MCU Board: Akizuki H8/3664F
Apps: TDS298 & Slip21
Sampling period: 1min
Filename: H8dell2tmp

Fig.3 Voltage follower effect, M4Offset:0

Filename: 4M1TDec14
Sampling period: 1min
Date/Time: 1212140122 - 1212142106

Filename: 4M1TDec15at23
Sampling period: 1min

I found the abnormal M4 output under 15°C, when I began measuring my room temperature by MCU averaging A/D inputs. I stopped to work Slip21 and TDS298 and checked M4 output on my desk. It seemed that the sensor is different from my order part model. When I opend the output from A/D input, the output value rised. I measured the value by DSO. I doubted the load driving ability of the sensor. The data sheet describs to load 50uA. I calculated the output impedance of source load. The equivalent resistor was 25kΩ! I thought that M4 indicated larger temperature than M3 because the sink load impedance is rather big. It was lucky that I used LM358 OP amplifier. LM358 is dual type. I decided the unused one as voltage follwer to lower output impedance. The below graph shows M3 temperature is the same of M4 under 15°C, when the M4 offset is zero. It means that the senor model is different from my order one. The lower temperature limit of the one on my board is 10°C.

I open my mother board circuit (3664.pdf) and hope that you will design another circuit. My circuit is not best because I used limited parts in my part box.

App TDS298

Board: Akizuki H8/3664F

DSO transmits digital voltage in ASCII whatever someone selects any volt range, but TDS298 has to transform A/D outputs considering gain by OP amplifier, when the amplifier amplifies sensor output. So I programmed another text box to show A/D input voltage before amplifying inculding no other amplifying A/D inputs in decimal. You can set up the Gain and the AN number in Gain Group. You see the amplified voltage under the receiving data box with AN number. I moved the clock in the Run tab on the top of the receiving data box. You can see the second clock, even when you open any tab.
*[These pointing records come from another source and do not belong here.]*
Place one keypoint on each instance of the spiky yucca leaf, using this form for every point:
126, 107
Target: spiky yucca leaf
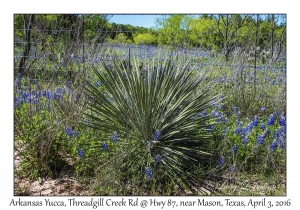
162, 97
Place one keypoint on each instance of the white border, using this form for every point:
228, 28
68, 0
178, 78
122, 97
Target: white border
8, 8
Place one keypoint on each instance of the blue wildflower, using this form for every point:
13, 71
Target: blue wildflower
68, 85
263, 126
26, 96
273, 145
49, 94
148, 173
104, 146
234, 149
221, 97
158, 158
237, 130
221, 161
282, 121
156, 135
282, 131
245, 141
215, 104
255, 121
115, 136
18, 100
148, 143
225, 131
57, 96
260, 139
81, 153
281, 142
271, 120
235, 109
276, 134
70, 132
221, 106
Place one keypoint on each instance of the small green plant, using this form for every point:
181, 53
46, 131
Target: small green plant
150, 113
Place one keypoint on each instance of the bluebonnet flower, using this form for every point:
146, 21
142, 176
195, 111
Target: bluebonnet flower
263, 126
115, 136
245, 141
221, 161
47, 104
148, 143
282, 131
215, 104
26, 96
235, 109
81, 153
18, 100
41, 105
158, 158
57, 96
148, 173
49, 94
234, 149
68, 85
237, 130
266, 133
221, 106
273, 145
282, 121
225, 131
70, 132
156, 135
255, 121
281, 142
271, 120
260, 139
213, 113
221, 97
276, 134
97, 83
104, 146
210, 128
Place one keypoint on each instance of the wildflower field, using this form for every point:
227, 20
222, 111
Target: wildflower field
154, 121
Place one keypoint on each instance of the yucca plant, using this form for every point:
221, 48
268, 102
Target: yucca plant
156, 105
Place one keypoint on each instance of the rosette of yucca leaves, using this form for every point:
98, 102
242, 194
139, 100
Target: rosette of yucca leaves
160, 98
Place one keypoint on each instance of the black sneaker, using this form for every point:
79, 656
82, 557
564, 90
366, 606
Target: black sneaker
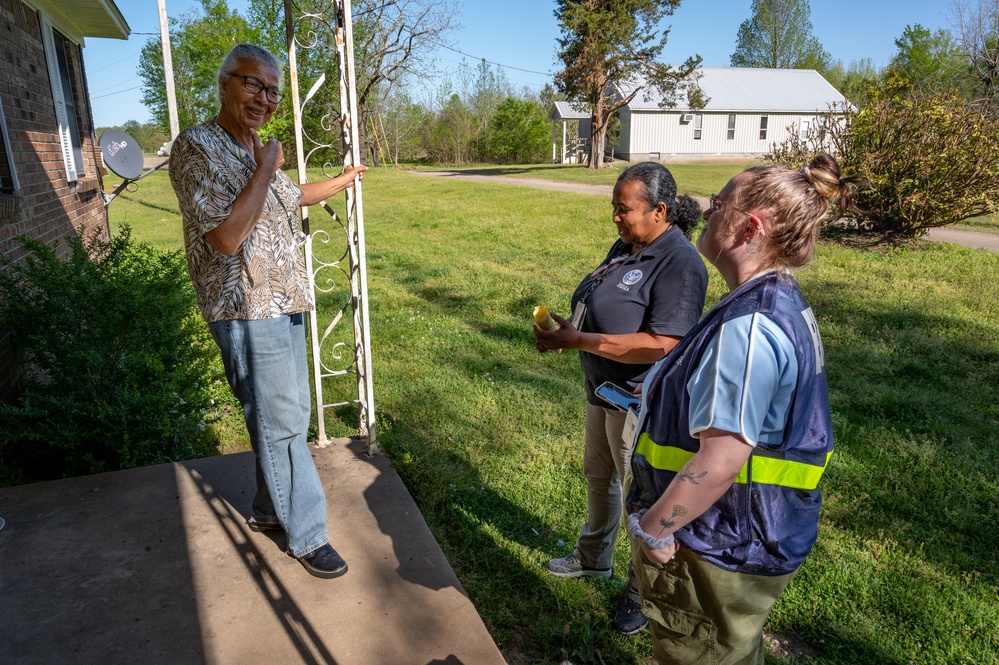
324, 562
260, 526
629, 619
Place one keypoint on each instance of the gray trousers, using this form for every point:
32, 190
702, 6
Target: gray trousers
607, 467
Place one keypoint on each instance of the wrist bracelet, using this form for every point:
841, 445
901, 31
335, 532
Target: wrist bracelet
635, 529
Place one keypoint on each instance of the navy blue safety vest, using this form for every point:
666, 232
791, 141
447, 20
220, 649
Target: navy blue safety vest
767, 522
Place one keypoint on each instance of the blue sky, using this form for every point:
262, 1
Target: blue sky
521, 35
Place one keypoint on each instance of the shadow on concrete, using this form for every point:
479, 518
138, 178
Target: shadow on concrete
214, 484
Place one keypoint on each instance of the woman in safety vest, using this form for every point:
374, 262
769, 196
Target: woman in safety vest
734, 429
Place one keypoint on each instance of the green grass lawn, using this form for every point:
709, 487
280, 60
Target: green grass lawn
487, 434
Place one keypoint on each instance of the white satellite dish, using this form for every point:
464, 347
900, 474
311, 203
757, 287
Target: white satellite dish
122, 156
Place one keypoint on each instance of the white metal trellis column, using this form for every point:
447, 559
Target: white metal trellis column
335, 18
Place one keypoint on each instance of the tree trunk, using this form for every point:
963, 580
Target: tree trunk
598, 135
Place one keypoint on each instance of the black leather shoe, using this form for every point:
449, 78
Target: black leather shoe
260, 527
324, 562
629, 619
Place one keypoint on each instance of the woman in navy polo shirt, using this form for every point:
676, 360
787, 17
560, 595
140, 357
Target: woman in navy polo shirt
627, 314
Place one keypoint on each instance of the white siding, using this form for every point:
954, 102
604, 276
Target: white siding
662, 132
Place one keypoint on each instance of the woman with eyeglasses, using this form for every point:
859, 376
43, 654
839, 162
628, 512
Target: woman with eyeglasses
736, 430
627, 314
244, 253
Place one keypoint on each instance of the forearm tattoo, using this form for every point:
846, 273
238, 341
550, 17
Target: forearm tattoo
678, 511
688, 475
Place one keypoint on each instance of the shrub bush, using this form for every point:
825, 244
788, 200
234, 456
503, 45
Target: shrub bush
928, 160
119, 369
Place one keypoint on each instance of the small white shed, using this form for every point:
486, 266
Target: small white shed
748, 109
563, 112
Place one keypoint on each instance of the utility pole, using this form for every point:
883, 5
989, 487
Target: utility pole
168, 71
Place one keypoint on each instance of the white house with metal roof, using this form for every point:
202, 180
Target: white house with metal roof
748, 109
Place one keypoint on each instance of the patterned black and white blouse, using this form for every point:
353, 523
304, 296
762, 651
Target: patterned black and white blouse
267, 278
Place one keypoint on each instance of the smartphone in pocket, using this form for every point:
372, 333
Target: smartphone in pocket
618, 397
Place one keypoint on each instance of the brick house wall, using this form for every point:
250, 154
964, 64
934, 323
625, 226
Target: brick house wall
47, 206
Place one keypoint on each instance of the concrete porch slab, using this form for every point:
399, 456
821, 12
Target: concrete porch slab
156, 565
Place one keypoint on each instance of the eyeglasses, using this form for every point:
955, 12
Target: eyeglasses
254, 85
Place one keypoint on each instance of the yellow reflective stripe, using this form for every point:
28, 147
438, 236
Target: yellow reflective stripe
766, 470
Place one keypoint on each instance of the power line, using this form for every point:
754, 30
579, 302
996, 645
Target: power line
115, 93
498, 64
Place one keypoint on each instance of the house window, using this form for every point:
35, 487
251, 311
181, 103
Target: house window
57, 49
8, 171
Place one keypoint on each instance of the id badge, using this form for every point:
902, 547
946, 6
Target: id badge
630, 433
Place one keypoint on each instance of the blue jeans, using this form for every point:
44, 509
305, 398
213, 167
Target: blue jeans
266, 366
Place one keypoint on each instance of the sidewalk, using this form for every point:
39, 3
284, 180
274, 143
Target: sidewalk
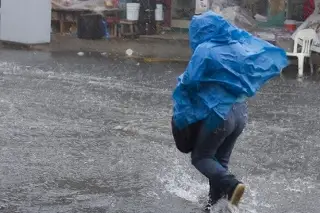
150, 48
167, 47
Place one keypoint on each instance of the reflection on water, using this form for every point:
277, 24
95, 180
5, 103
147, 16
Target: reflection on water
93, 135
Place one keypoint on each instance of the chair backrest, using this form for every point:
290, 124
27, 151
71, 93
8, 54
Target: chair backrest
305, 38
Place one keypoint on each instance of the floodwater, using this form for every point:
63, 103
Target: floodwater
91, 134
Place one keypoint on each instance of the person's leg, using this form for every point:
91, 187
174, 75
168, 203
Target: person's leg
224, 151
203, 157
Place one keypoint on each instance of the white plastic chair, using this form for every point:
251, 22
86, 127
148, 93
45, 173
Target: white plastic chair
305, 39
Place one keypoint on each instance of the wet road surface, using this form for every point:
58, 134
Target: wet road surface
87, 134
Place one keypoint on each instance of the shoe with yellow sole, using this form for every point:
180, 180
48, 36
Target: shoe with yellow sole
235, 195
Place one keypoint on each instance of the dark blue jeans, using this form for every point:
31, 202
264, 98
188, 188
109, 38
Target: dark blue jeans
213, 148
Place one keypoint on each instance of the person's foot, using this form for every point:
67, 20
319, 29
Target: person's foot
235, 195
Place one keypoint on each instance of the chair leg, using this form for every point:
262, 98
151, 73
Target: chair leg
311, 65
300, 65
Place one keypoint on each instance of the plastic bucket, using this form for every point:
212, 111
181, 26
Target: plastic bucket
133, 11
159, 12
290, 25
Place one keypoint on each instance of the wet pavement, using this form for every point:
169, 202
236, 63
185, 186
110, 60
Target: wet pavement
90, 134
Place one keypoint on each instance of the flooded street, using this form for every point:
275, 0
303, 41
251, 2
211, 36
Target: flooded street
92, 135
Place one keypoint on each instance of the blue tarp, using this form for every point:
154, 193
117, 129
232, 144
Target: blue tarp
227, 66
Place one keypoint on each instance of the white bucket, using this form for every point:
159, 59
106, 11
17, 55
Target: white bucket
159, 12
133, 11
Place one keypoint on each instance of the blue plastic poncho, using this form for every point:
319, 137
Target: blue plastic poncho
228, 64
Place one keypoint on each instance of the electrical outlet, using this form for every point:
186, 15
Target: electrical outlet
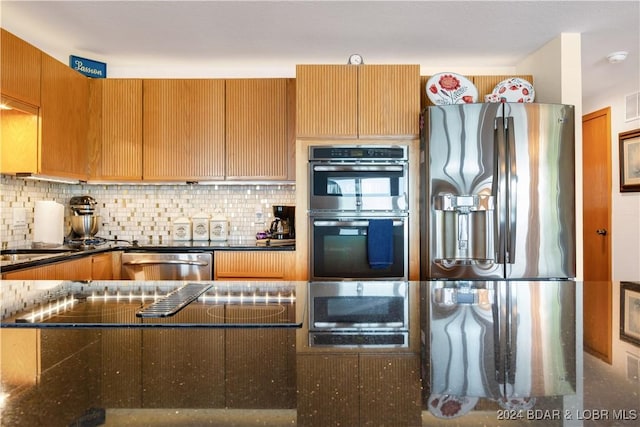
19, 217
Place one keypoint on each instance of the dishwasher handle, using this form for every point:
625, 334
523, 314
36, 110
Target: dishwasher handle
150, 262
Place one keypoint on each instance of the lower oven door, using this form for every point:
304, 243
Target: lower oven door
339, 249
167, 266
358, 314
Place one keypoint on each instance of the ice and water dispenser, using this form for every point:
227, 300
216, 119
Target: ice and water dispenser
463, 229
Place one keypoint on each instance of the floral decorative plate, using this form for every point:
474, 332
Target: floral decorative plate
449, 406
451, 88
514, 90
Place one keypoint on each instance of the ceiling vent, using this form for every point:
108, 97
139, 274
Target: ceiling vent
632, 107
633, 368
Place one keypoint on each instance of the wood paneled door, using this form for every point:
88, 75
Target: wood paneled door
183, 129
596, 176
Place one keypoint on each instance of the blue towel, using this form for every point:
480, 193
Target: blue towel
380, 243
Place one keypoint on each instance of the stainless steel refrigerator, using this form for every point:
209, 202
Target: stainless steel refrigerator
498, 219
498, 196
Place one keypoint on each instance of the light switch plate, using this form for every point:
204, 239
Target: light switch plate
19, 217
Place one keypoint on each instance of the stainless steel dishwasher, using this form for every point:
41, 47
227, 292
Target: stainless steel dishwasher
167, 266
I always have measured charging battery voltage, the sun light power and room temperature at every minute. Room temperature usually does not vary at every minute, some users may measure some data at 2 or more minutes. If someone will measure at every hour for a year, the record numger will be 8600. I have already confirmed that Slip21 recorded and drew more than 56k records measured by 1 minute sampling peiod. So I programmed TDS298 to select sampling period 1, 2, 5, 10, 20, 30 and 60 minute.